Other symptoms included the laptop mac address showing up multiple times in the DHCP lease table on the SonicWall, the event viewer recording DHCP errors on differing IP addresses all reporting conflicts, and finally the wireless NIC falling back to an automatically assigned private IP address. I think that, if our DHCP pool has been small, this single laptop would have used up every available IP address in the DHCP pool.

The Solution:
According to Microsoft, a network trace revealed that Vista client is doing gratuitous ARP while losing the IP.

One of the usages of ARP is to provide duplicate IP address detection through the transmission of ARP Requests known as gratuitous ARPs. A gratuitous ARP is an ARP Request for a node’s own IP address. In the gratuitous ARP, the SPA and the TPA are set to the same IP address.

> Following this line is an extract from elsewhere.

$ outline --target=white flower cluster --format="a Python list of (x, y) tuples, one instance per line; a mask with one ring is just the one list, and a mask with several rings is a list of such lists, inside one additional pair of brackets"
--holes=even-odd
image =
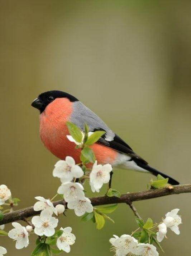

If a node sends an ARP Request for its own IP address and no ARP Reply frames are received, the node can assume that its assigned IP address isn’t being used by other nodes. If a node sends an ARP Request for its own IP address and an ARP Reply frame is received, the node can determine that its assigned IP address is already being used by another node.

After obtaining an IP address from the SonicWall TZ 170w firewall, the Vista client issues an auto-ARP to assure no conflict; in doing so it expects an answer from the DHCP server confirming the IP address. Without the confirmation the client will decline the IP address received via DHCP.

The core of the issue seems to be the ARP request sent out by the Vista client. The wireless Vista client issues out a Version A ARP request with a source IP address of 0.0.0.0. This is non-standard behavior (whatever that means). Future SonicWall TZ 170w firmware will address the issue.

The Resolution:
The ArpRetryCount registry setting sets the number of times that a gratuitous ARP is sent when initializing IP for a specific IP address. If no ARP Reply is received after sending ArpRetryCount gratuitous ARPs, IP assumes the IP address is unique on the network segment.

In the mean time, runas REGEDIT as administrator, then go to HKEY_LOCAL_MACHINE\SYSTEM\CurrentControlSet\Services\Tcpip\Parameters and add a new REG_DWORD named “ArpRetryCount” with a value of 0 and reboot.

Again, according to Jean-Marc of SonicWall (as of May 2007), a future firmware will address the issue.